Be sure to read the "Required Features" and "Hints/Tips" before you
start implementing this option.
One requirement is that you implement
a specific helper function, get_value_in_set
, that you will use
in this, and in other, menu options.
3.1. Example Output
Here is some example output from this option:
$ python3 climate.py
There are data for 193 countries in this file
======== Menu Options: ========
1. country w/lowest and country w/highest population in given year
2. list all countries with CO2 above some value for a given year
3. country with largest CO2 per GDP for a given year
4. countries with population larger than given value for given year
5. print a country's info
6. quit
Select a menu option
Enter a value between 1 and 6: 1
Enter one of 1960 or 2020 for the year: 1981
1981 is not a valid value, try again
Enter one of 1960 or 2020 for the year: 1956
1956 is not a valid value, try again
Enter one of 1960 or 2020 for the year: 2020
---- Population in 2020 ----
lowest: 0.01083 M in Nauru
highest: 1411.10000 M in China
======== Menu Options: ========
1. country w/lowest and country w/highest population in given year
2. list all countries with CO2 above some value for a given year
3. country with largest CO2 per GDP for a given year
4. countries with population larger than given value for given year
5. print a country's info
6. quit
Select a menu option
Enter a value between 1 and 6: 1
Enter one of 1960 or 2020 for the year: 1
1 is not a valid value, try again
Enter one of 1960 or 2020 for the year: 1960
---- Population in 1960 ----
lowest: 0.00438 M in Nauru
highest: 667.07000 M in China
======== Menu Options: ========
...
3.2. Required Features
-
This option must be implemented in a separate function: don’t include its code in your function that gets the menu option. Instead, that function should make a call to your function that implements this feature when the user selects menu option 1.
-
Implement a helper function,
get_value_in_set
that takes a list of values and a prompt string and returns the user’s entered choice from one of the values in the set. You will use this function in many other menu options. For this one, you will use it to have the user enter a value for one of the two years for which there are population data (either 1960 or 2020). -
You should handle missing values from the data set and ignore them in your output. Missing values are represented with
-1
in the data file. Note: any field in a Country object that stores a numeric value could be missing (i.e, a CO2 value, a population value or a GDP value). A country’s name will note be a missing value. -
You should print out each country’s name and the population, and a header line with the year in a format similar to our output.
-
Use formatted
print
to ensure that the population and name values of the two countries with the lowest and highest populations for the given year line up vertically in the output. -
Population values should be printed with 4 places beyond the decimal point. For example,
%12.4f
is a placeholder for a float value, printed in a field width of12
with4
places beyond the decimal point. -
Print out a heading for the data returned that includes the year.
-
-
Use methods of the
Country
class to access appropriate values from each country’s data: Section 1.3
3.3. Hints/Tips
-
Test your
get_value_in_set
function independently by adding some calls to it frommain
. Try passing different values to ensure that it works correctly. -
Look at example in-class code for lists, searching, objects, and output formatting.
-
Try running your program on the smaller file to help you debug, then comment out this call from main and try on the bigger file.
-
You may add other helper functions to implement this feature if you’d like.
-
Refer to the Country Class Documentation for methods that might be helpful for implementing this menu option.
4. Menu Option 2
Implement a function to perform menu option 2: list all countries in a given year that have a CO2 level above an amount entered by the user.

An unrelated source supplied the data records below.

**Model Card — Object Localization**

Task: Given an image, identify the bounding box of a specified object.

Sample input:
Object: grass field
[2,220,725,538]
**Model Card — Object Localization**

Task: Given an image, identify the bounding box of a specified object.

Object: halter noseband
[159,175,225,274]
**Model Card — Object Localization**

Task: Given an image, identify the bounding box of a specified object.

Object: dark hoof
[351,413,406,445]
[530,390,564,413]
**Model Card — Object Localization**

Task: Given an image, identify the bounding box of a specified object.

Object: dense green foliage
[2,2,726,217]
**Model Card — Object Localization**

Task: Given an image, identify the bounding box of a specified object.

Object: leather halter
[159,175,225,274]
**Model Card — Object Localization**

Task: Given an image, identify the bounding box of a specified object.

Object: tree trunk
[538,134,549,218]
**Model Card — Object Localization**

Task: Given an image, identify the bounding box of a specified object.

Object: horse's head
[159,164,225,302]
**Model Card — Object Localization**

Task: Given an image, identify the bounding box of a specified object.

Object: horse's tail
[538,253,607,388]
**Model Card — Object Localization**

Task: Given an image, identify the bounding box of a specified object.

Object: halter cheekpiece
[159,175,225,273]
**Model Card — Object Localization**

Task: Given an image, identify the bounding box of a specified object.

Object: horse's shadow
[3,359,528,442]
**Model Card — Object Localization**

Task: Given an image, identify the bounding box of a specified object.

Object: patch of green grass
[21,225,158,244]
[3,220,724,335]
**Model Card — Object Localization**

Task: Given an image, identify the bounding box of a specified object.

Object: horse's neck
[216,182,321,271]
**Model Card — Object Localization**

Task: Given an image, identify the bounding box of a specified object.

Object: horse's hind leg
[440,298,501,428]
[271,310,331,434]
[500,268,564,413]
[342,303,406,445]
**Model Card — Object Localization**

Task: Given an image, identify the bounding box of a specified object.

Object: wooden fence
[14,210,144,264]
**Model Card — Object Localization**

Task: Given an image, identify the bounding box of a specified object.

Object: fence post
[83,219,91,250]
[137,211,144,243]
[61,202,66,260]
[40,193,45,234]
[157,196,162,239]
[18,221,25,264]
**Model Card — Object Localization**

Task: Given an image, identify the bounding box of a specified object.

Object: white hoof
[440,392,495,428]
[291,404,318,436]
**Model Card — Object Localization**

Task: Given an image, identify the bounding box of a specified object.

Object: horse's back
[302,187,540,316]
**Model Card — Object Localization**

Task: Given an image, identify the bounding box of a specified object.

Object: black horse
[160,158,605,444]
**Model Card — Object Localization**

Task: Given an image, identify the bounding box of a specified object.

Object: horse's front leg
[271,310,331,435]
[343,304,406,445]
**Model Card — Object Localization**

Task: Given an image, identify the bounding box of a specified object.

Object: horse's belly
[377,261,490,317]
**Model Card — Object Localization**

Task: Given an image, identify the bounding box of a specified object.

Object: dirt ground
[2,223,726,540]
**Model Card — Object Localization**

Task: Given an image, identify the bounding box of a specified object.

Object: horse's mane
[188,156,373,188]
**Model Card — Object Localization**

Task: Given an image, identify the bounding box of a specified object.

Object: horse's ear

Be sure to read the "Required Features" and "Hints/Tips" before you start implementing this option.
4.1. Example Output
Here is some example output from this option:
======== Menu Options: ========
1. country w/lowest and country w/highest population in given year
2. list all countries with CO2 above some value for a given year
3. country with largest CO2 per GDP for a given year
4. countries with population larger than given value for given year
5. print a country's info
6. quit
Select a menu option
Enter a value between 1 and 6: 2
Enter a year (one of 1960, 1980, 2000, 2020, 2022): 2
2 is not a valid value, try again
Enter a year (one of 1960, 1980, 2000, 2020, 2022): 1980
Enter a lower CO2 limit value
Enter a value between 0 and 20000: 1000
Country 1980 CO2 emissions > 1000.0000 Mt
--------------------------------------------------------------
China 1494.4959
European Union (27) 4077.5007
Germany 1100.0660
Russia 2129.1103
United States of America 4808.5564
======== Menu Options: ========
...
Select a menu option
Enter a value between 1 and 6: 2
Enter a year (one of 1960, 1980, 2000, 2020, 2022): 2022
Enter a lower CO2 limit value
Enter a value between 0 and 20000: 1000
Country 2022 CO2 emissions > 1000.0000 Mt
--------------------------------------------------------------
China 11396.7774
European Union (27) 2761.9071
India 2829.6442
Japan 1053.7979
Russia 1652.1773
United States of America 5057.3038
======== Menu Options: ========
...
4.2. Required Features
-
This option must be implemented in a separate function: don’t include its code in your function that gets the menu option. Instead, that function should make a call to your function that implements this feature when the user selects menu option 2.
-
Use your helper function,
get_value_in_set
to get a value for the year from the user (one of 1960, 1980, 2000, 2020 or 2022, which are the five years with CO2 emissions values). -
Use your helper function,
get_value_between
to get a value for the lower limit (a value between 0 and 20000). -
You should handle missing values (ignore them in your output). Missing values are represented with
-1
. -
You should print out each country’s name and CO2 emissions in tabular format, and a header line with the year in a format similar to our output.
4.3. Hints/Tips
-
Try running your program on the smaller file to help you debug, then comment out this call from main and try on the bigger file.
-
You may add other helper functions to implement this feature if you’d like.
-
Refer to the Country Class Documentation for methods that might be helpful for implementing this menu option.
5. Menu Option 3
Implement a function to perform menu option 3: print out information about the country with the highest CO2 emissions per GDP for a given year, i.e. the one for which emissions divided by GDP is largest in that year.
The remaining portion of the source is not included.